Thursday, 13 February 2020

(NOT) Seeking love



Starting the blog with one of my favourite photos of 2020 so far!

In my last blog, I told you about a new term I had learnt — thirst trap. 45 days into 2020, and I already have another word for you — reply guy. Of course, you can google it, I didn't make it up.

2020 has been good. As promised, I have been my only priority. I finished working on a book, which was launched by Mohammad Azharuddin, btw, and am about to get onto the next book. I took a quick vacation (to a land that must not be named in the wake of coronavirus) and that helped me in a lot of ways.

As I visit my blog for no reason, I happen to notice a draft I had saved in June 2016. I had named it 'seeking love', but had never published it.
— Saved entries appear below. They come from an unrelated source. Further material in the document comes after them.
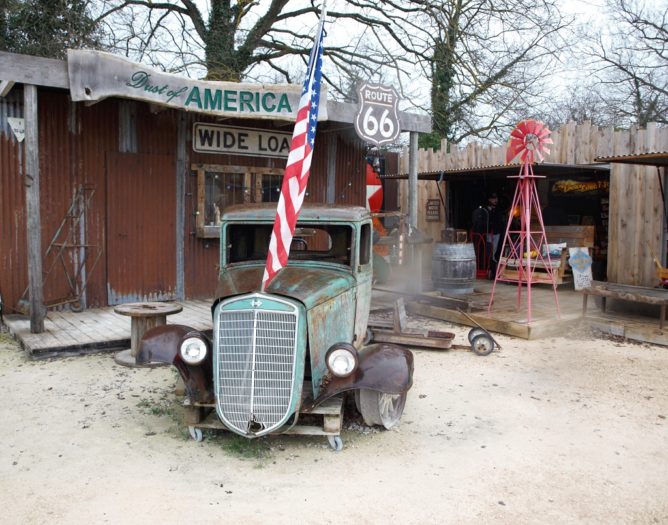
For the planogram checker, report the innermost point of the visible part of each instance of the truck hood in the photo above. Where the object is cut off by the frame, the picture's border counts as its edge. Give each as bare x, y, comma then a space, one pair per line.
311, 286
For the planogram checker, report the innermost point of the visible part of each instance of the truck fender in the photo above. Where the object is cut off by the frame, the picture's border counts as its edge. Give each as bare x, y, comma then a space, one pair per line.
161, 345
383, 367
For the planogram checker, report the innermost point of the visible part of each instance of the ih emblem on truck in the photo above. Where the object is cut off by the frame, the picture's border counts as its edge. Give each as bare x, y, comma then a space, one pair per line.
256, 303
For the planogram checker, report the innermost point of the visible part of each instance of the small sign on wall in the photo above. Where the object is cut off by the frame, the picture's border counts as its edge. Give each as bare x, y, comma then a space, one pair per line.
433, 213
580, 261
212, 138
18, 127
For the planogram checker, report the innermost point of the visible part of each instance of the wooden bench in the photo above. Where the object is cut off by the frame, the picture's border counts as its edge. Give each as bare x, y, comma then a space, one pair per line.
573, 236
627, 292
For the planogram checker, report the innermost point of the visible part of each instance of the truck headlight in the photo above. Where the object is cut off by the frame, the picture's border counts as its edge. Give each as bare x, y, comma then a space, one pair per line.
341, 359
193, 350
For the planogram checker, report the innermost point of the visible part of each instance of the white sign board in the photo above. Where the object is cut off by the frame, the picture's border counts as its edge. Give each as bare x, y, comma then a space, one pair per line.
18, 127
212, 138
580, 261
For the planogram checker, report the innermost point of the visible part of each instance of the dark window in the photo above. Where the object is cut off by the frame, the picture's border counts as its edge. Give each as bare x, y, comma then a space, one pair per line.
311, 242
365, 244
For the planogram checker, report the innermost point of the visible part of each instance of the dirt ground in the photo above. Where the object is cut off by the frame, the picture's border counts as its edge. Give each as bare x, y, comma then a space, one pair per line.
562, 430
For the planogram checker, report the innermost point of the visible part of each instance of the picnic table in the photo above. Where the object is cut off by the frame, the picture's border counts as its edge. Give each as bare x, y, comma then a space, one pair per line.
627, 292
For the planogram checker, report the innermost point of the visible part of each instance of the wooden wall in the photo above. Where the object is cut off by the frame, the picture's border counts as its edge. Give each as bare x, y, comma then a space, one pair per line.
636, 223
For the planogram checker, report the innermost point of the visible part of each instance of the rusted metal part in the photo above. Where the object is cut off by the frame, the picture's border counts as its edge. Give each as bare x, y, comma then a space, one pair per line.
385, 368
161, 345
310, 285
476, 323
329, 323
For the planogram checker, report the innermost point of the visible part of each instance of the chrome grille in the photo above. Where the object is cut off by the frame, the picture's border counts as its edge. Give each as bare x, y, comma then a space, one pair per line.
254, 367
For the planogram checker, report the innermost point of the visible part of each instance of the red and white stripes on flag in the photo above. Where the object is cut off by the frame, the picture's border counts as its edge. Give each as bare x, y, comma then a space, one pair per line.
298, 167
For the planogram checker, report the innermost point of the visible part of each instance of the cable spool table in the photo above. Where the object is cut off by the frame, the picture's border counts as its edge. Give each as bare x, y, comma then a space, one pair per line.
143, 317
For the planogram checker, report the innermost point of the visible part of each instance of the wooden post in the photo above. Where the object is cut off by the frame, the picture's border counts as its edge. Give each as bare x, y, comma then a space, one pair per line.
416, 257
331, 170
181, 132
31, 145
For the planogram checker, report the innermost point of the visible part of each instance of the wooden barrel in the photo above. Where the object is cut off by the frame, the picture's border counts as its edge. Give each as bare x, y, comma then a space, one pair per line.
453, 268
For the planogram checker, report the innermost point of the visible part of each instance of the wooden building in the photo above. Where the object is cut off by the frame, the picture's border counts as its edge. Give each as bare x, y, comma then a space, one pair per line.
116, 190
625, 201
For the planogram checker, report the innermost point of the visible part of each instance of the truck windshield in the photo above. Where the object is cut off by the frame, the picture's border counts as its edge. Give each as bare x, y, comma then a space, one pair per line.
311, 242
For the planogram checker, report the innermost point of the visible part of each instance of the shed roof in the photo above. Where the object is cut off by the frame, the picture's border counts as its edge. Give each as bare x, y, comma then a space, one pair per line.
659, 158
266, 212
505, 170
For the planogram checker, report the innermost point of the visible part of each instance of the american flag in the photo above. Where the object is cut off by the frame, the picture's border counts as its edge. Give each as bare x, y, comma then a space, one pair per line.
298, 167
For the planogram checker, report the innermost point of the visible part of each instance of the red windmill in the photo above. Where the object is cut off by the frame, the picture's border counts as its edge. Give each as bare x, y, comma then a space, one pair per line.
522, 247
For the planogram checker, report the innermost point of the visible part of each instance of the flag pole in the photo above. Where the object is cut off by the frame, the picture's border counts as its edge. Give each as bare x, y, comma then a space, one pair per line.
298, 166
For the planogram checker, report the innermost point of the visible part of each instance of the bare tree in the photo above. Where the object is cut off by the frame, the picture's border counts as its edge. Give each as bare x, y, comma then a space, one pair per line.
46, 27
632, 62
467, 61
488, 60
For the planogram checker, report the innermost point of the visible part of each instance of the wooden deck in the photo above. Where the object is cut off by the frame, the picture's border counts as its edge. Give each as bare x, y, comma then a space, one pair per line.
96, 330
506, 318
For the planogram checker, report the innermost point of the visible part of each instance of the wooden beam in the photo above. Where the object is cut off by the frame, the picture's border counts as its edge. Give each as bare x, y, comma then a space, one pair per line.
331, 169
31, 180
5, 87
36, 71
181, 175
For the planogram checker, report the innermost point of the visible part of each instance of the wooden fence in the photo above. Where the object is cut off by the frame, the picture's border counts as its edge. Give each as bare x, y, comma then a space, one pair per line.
636, 220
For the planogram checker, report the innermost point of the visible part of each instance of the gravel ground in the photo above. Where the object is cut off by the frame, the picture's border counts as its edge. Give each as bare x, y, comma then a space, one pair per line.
564, 430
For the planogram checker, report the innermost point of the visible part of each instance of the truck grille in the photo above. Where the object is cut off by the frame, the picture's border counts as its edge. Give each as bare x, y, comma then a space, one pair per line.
254, 364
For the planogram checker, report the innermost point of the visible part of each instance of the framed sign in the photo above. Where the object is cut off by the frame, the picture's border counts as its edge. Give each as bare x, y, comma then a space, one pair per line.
433, 213
212, 138
377, 119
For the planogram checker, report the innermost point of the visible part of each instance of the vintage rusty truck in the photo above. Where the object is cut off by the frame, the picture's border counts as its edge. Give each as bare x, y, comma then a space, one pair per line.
280, 357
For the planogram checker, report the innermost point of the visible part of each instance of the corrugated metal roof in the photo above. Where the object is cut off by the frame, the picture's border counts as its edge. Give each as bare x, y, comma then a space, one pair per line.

Before moving ahead, I would like you to read my thoughts from then.

"It's been over ten months since I had penned down my thoughts. I would always wonder how could my colleagues write so many (and such awesome) blogs every other day, probably the desire to tell a story never dies in them. And as I ponder upon which part of my life to open up about - I choose love.
"Love is that feeling we are always looking out for, yet it's the one feeling that's so unfamiliar to us - My friend S had put it across so beautifully. It's been a long time since I fell out of love, and the desire to fall back in love with a totally different person scared me. Yes, love did come knocking on my door but I had to turn it away, probably I was not ready for it yet. But it's the feeling of being in love that I miss, not the person. It's knowing that someone over there is glad to bear with your insanity all his life, that there's someone who would put you ahead of him, and I can go on... Of course, you could argue that friendship is a lifetime bond too but love, is different, is special.
As I enjoy being single and independent, I know that my heart is secretly looking for love, that person who will mend my heart. But I shall wait for that person to cross paths, and just like every other love story, mine would be complete too."

Fast forward to 2020! I read and I ponder, three-and-a-half years have changed me so much. I promise that I am less cheesy and less cringy now. I have realised that I can be happy in a relationship, and even without it. This feeling is liberating. I don't have to worry about someone reaching home safe every day, if the other person has had medications on time, or if this person has managed to eat at all owing to a busy schedule. I have started sleeping by 11 pm, something that I thought is impossible. How could I say no to another episode of my favourite series? But guess that's what happens when you make yourself the priority and just do things that you want to do, without seeking anybody else's approval.

On the last note, probably my next blog would be about me meeting a therapist and taking notes on how not to be so self-obsessed. Also, maybe, Happy Valentine's Day to those who care. I would also like to remind you that February 21 is celebrated as Breakup Day, in case it helps.